Ces dernières années, les dérives de certaines entreprises (licenciements boursiers, exploration intensive des ressources naturelles, law shooping ou la possibilité pour les entreprises de choisir pour investir ou pour se protéger de poursuites un Etat en fonction de sa justice …) couplées à la crise écologique, aux évolutions sociales et sociétales, aux disparités de revenus dans les pays développés comme dans les pays en voie de développement, battent en brèche l’absolutisme d’une entreprise sans feu ni lieu et d’un management comme « technique de pouvoir du propriétaire ». Désormais, les desseins d’une entreprise socialement et sociétalement responsable émergent et dessinent les contours d’un nouveau paradigme économique et managérial. Il s’agit d’une entreprise qui jouerait enfin pleinement son rôle institutionnel c’est-à-dire « politique » dans le sens premier du terme, celui qui l’enjoint à se situer et à agir dans un contexte économique, social, sociétal et environnemental afin de « ne pas perdre le sens des ensembles ». Dans cette optique, la mise en œuvre d’une gestion située qui laisse aux communs et à l’incalculable une juste place devient une exigence difficilement négociable.

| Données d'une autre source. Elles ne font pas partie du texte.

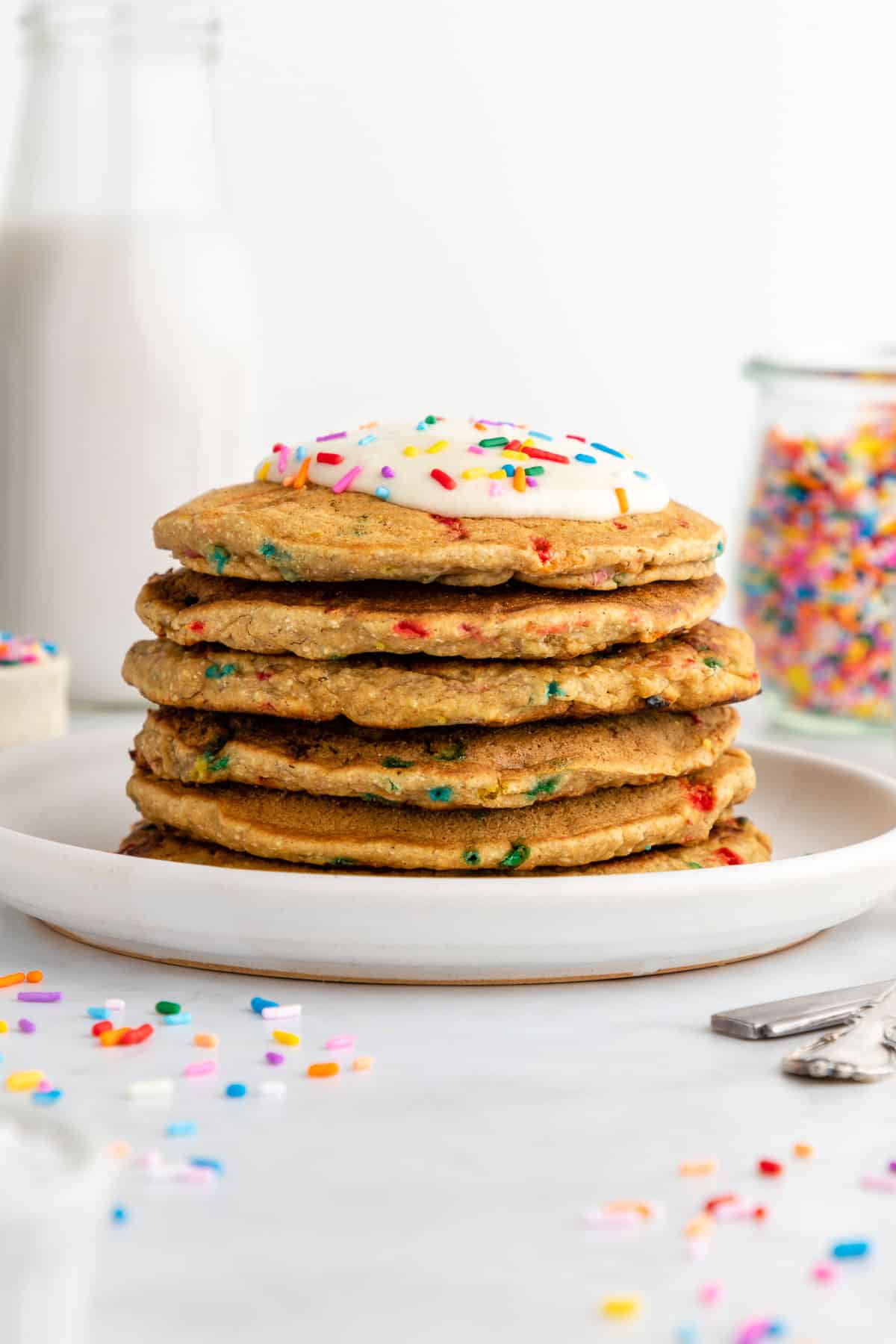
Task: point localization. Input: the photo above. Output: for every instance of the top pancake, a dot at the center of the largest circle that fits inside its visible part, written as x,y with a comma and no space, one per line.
269,532
329,620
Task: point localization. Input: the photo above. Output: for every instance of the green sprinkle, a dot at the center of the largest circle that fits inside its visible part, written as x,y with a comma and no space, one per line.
218,557
517,853
455,750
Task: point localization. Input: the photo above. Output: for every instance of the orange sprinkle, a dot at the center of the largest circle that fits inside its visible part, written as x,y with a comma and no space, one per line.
114,1036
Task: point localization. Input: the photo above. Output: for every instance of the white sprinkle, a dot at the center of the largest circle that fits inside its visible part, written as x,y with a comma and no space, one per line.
282,1011
272,1089
151,1088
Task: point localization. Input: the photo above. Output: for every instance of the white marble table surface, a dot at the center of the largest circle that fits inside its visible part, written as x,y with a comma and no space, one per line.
440,1196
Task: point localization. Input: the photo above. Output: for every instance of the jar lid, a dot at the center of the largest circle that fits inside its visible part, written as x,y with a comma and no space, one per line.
876,363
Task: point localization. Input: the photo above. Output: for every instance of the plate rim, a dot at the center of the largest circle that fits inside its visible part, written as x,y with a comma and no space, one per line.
647,886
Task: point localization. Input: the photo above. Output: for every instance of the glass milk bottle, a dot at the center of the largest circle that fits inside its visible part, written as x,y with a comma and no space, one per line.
127,322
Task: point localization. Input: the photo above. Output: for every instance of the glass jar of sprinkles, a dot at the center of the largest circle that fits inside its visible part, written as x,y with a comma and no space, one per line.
820,547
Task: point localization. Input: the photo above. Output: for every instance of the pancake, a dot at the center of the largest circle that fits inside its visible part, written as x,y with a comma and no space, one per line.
732,840
711,665
302,828
328,620
470,768
262,531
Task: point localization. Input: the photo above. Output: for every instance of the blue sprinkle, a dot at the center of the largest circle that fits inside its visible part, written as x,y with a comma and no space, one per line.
850,1250
181,1129
208,1162
47,1098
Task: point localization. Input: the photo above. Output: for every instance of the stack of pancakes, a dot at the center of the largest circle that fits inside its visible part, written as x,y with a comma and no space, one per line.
344,683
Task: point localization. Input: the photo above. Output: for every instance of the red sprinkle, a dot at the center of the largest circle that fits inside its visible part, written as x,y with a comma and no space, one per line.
543,453
411,628
703,797
136,1035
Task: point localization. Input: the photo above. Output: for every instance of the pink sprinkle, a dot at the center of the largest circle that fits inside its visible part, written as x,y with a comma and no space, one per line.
343,484
199,1068
824,1273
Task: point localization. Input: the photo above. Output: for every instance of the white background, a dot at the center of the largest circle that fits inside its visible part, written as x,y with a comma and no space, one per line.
585,214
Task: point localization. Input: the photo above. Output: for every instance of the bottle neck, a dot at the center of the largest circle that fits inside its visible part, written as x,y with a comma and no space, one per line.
119,114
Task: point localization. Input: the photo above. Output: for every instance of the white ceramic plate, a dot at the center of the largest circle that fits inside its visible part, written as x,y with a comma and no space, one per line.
62,809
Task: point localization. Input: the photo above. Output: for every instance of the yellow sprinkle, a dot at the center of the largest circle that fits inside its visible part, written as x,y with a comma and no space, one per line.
25,1081
703,1167
618,1308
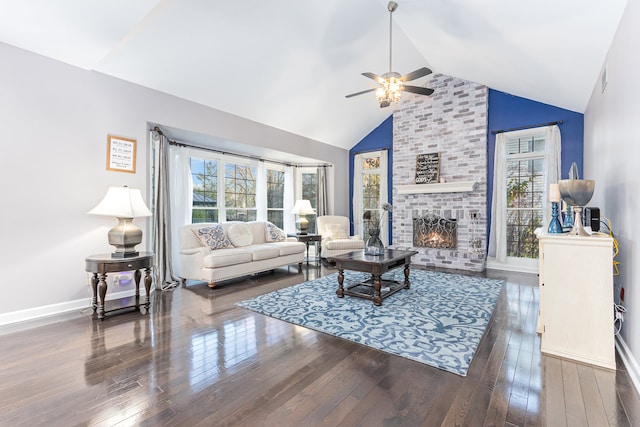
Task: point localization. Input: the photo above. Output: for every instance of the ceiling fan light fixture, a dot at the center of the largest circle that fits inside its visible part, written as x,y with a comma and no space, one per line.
390,91
392,83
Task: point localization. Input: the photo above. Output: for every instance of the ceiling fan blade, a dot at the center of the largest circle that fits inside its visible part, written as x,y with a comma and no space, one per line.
419,90
421,72
359,93
374,77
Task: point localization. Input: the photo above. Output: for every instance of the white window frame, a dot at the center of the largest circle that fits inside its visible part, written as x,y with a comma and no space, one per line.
358,204
552,160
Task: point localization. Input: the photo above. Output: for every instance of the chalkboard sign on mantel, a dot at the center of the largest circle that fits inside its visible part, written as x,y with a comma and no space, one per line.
427,168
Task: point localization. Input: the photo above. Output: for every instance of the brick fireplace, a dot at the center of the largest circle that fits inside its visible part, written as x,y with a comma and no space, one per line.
452,122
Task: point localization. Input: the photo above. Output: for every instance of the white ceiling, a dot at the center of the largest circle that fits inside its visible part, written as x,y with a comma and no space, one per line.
290,63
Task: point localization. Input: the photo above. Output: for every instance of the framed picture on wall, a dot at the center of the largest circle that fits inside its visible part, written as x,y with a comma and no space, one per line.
121,154
427,168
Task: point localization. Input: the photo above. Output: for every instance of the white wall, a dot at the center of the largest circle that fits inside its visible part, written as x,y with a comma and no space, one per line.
612,158
54,121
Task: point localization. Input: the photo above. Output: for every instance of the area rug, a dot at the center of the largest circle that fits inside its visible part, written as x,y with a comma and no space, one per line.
439,321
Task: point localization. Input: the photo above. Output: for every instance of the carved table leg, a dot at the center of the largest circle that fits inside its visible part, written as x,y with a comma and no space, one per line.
377,284
340,291
147,287
406,276
102,290
94,287
136,276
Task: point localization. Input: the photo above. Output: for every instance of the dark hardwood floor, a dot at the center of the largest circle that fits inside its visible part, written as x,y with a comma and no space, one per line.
196,359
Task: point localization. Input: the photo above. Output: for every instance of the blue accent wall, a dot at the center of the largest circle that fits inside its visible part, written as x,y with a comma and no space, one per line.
508,111
505,112
378,139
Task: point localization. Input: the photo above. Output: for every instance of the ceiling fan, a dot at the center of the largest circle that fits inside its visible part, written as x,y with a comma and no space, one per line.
392,83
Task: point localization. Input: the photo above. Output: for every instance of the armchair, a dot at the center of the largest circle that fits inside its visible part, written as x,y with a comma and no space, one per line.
334,230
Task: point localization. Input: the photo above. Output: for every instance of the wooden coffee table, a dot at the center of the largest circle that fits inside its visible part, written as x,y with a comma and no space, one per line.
376,288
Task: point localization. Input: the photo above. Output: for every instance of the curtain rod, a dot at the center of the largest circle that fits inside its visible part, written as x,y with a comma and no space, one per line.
245,156
559,122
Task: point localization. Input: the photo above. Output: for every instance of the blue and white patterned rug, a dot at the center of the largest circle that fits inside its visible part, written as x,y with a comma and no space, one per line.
439,321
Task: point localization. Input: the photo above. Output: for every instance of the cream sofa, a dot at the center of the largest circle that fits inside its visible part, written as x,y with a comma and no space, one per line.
334,230
249,253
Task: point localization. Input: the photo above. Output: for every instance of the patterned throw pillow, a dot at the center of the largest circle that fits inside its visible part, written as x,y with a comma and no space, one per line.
213,237
337,231
274,234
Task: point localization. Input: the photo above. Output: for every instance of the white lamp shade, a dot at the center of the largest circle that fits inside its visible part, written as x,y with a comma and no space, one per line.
122,202
303,207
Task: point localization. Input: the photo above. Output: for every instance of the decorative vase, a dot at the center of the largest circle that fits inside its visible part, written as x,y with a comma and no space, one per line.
555,226
374,245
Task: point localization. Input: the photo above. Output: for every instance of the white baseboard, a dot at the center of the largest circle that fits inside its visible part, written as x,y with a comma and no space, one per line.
64,307
629,361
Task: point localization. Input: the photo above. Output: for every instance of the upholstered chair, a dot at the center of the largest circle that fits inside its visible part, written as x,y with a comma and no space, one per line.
336,240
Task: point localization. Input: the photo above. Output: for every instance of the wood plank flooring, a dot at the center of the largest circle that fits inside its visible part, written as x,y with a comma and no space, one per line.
197,360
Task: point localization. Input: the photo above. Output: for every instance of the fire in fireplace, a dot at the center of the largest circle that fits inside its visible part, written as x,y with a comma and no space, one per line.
433,231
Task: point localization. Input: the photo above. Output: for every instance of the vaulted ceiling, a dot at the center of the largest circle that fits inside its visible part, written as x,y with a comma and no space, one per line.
290,63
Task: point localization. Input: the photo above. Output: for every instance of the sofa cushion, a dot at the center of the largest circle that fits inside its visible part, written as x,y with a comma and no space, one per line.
273,233
344,244
337,231
225,257
212,237
240,235
289,248
264,251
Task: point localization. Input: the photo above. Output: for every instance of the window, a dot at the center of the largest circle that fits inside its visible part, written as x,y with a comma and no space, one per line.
526,162
225,189
275,197
240,192
370,192
204,174
309,190
525,194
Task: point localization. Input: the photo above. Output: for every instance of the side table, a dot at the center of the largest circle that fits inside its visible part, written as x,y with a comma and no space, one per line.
102,264
306,239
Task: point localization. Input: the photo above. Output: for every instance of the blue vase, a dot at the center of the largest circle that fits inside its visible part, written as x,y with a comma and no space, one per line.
555,226
374,245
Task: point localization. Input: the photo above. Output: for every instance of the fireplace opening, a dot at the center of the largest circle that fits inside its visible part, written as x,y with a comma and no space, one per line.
433,231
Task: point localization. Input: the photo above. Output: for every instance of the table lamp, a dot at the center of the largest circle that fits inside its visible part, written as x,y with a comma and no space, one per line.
125,204
303,208
555,227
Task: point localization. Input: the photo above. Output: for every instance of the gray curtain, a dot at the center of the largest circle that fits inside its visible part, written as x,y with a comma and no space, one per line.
323,206
165,278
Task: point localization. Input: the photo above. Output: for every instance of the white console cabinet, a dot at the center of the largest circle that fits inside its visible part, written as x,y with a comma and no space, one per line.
576,298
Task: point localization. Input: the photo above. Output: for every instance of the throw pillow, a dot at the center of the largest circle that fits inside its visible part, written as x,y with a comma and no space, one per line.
240,235
274,234
212,237
338,231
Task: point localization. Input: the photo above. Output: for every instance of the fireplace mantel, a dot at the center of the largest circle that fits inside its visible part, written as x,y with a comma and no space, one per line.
443,187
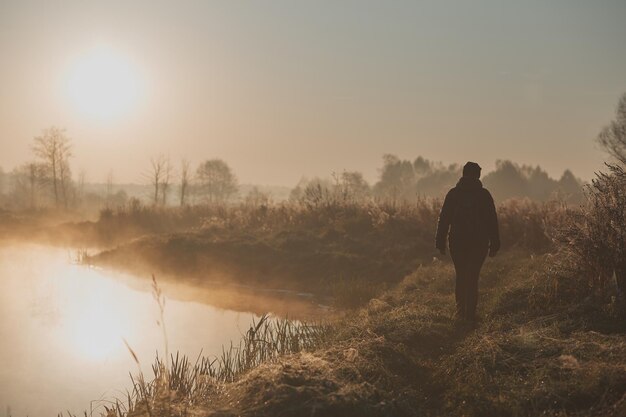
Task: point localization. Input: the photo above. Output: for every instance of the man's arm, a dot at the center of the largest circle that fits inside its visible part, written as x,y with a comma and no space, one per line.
445,218
493,228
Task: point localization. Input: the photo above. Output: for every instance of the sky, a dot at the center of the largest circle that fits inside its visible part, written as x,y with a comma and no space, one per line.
285,89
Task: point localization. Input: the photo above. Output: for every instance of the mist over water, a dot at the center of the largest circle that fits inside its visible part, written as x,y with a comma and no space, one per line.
63,326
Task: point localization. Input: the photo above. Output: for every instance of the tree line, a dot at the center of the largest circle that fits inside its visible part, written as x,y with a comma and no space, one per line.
47,180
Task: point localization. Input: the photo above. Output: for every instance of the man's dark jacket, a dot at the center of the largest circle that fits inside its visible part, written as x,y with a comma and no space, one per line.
470,214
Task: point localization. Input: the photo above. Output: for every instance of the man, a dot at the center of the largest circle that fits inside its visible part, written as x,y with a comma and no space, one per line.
469,214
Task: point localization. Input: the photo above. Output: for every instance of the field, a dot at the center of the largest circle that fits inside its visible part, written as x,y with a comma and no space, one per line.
549,340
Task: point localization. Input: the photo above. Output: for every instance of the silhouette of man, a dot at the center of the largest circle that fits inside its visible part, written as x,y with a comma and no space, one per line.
469,214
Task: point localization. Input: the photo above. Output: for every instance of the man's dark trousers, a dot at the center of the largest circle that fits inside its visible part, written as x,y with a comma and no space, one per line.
468,260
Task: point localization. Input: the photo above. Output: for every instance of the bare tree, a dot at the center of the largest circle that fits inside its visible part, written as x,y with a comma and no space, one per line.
613,136
216,180
184,180
53,147
109,188
156,176
165,180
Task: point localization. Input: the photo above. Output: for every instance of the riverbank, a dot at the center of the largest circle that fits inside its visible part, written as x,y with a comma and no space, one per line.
347,252
404,354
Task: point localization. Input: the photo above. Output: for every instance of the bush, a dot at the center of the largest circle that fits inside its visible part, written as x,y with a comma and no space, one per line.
595,238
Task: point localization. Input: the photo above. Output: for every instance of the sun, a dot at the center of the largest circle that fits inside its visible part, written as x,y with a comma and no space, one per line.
103,84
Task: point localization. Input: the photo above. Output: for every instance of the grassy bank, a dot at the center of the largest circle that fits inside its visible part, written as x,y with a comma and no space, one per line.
404,354
349,251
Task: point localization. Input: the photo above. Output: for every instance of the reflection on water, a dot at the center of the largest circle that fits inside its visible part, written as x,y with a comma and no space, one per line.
62,328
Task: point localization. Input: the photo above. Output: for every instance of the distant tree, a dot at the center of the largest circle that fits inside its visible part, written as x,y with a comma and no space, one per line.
353,187
257,198
109,188
53,148
397,179
155,175
184,181
27,180
216,181
507,181
613,136
165,181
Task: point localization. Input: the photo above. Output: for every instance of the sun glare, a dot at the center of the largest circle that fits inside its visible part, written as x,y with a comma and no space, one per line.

Ainsi, nous avons vu apparaitre une sorte de concours Lépine de la bonne volonté pour transformer les entreprises et le management. Ces « belles » et « bonnes » idées sont rarement performatives car la bonne volonté ne suffit pas pour changer le réel. L’acte en soi de gouverner les hommes n’a que rarement des effets directs sur le réel. C’est un acte médiatisé. Une médiation à bon escient requiert de penser les conditions de possibilités qui rendent le terreau favorable. Lorsque les conditions ne sont pas réunies, les velléités d’action voire de transformation sont inexorablement vouées à l’échec.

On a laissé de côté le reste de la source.